Anyhoo, all this gets discussed whenever two or more expats are together, most of whom voted to remain (Bremainers) and are now Bremoaners. But the only real answer is “wait and see” – to the point if irritation. It’s not as if we can put everything on hold; Delia’s clients will be wary of spending when there is such uncertainty. And who will want a web site when they might have to go back to the UK within a couple of years? Anyway I have been raising my web profile by attempting a business blog (patbell.co.uk/blog), and am now in the process of updating mine and Delia’s websites too. My advert will become more encouraging to those who are “keeping calm and carrying on”.

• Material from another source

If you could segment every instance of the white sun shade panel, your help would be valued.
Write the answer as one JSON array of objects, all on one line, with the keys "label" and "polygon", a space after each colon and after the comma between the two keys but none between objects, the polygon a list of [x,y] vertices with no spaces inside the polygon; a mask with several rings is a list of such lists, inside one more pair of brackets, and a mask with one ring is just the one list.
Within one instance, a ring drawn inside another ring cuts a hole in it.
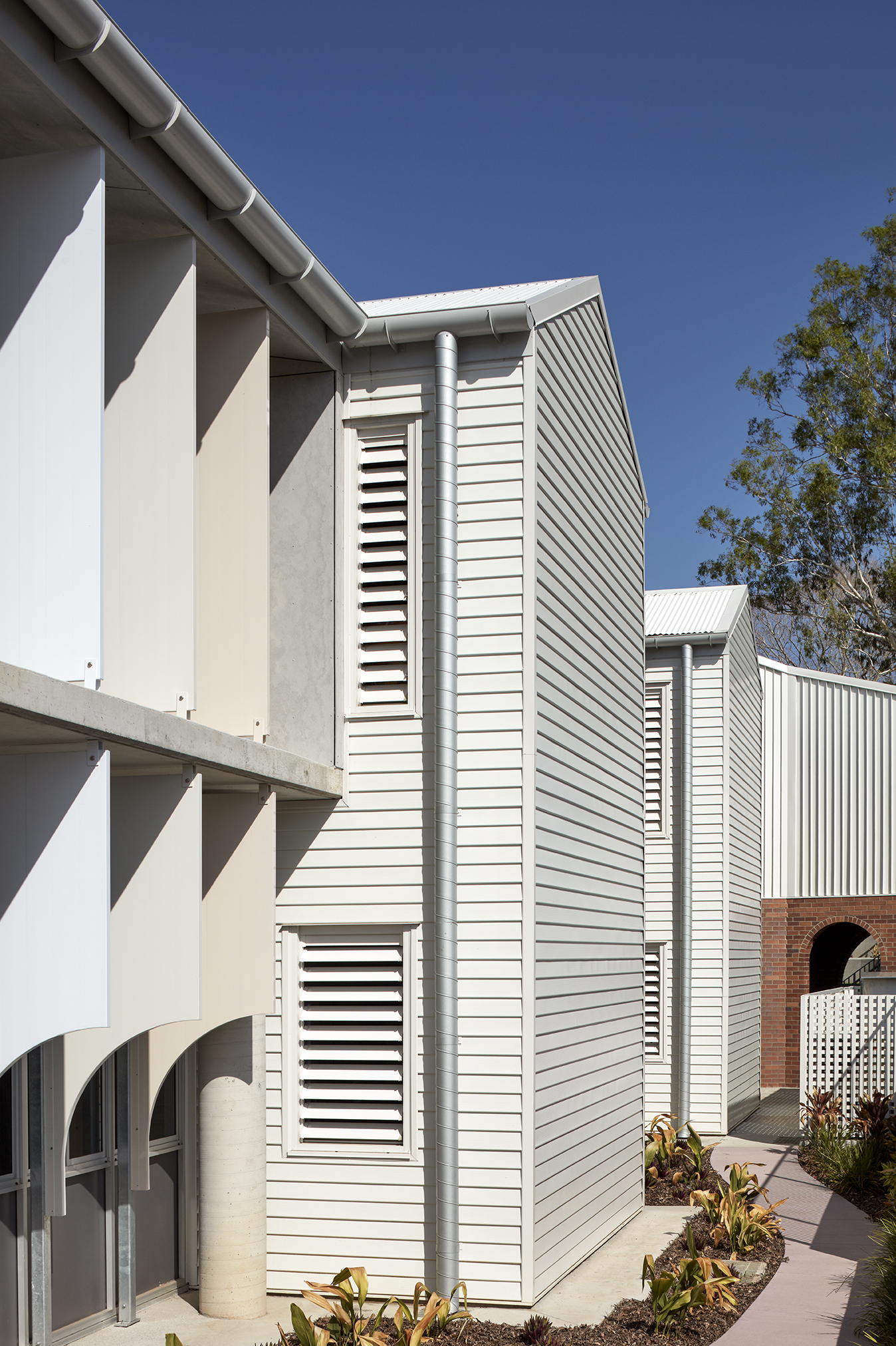
[{"label": "white sun shade panel", "polygon": [[661,1055],[662,964],[659,945],[644,949],[644,1055]]},{"label": "white sun shade panel", "polygon": [[644,830],[663,830],[663,695],[647,688],[644,696]]},{"label": "white sun shade panel", "polygon": [[358,446],[358,703],[408,704],[406,433]]},{"label": "white sun shade panel", "polygon": [[300,1143],[400,1145],[401,933],[303,933],[299,950]]}]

For the past few months we have been battling with sitting tenants – mice. Wallace the cat keeps the living areas clear (mostly passively, the only mice I have seen him catch were outside). But our loft and cave (basement) remain problem areas. We use humane traps which means I can’t just wait for the smell of rotting mouse but have to proactively check for captives. In the loft we can usually hear the mice scurrying around and sometimes the snap of the mouse trap door shutting followed by frantic rattling about. All this usually just as we are about to go to sleep. So our neighbours, should they be looking, would be treated to the vision of a be-slippered and dressing gowned Patrick sneaking out into the darkness to dispose of the captive mouse.  If I have the luxury of being able to do the job during the day I would take it out on my morning dog walk and release it in the woods. At night however, not wanting to trek too far in my slippers, I had taken to chucking the mice over the high wall opposite. Usually we worked our way through the family of mice with the adults usually last and then have a hiatus of a week or so before the next lodgers moved in. I began to suspect that I was seeing the same mice so, of course, I started tippexing their tails (yes I need to get out more) and true enough one or two returned. So now it’s a further trek to the nearest field (50m or so) for the night-time releases at least. This is far enough to be out away from any street lights and I dread the time when I might be met by a neighbour as I emerge from the pitch black, apparently from nowhere in my dressing gown and slippers.  Early onset or what?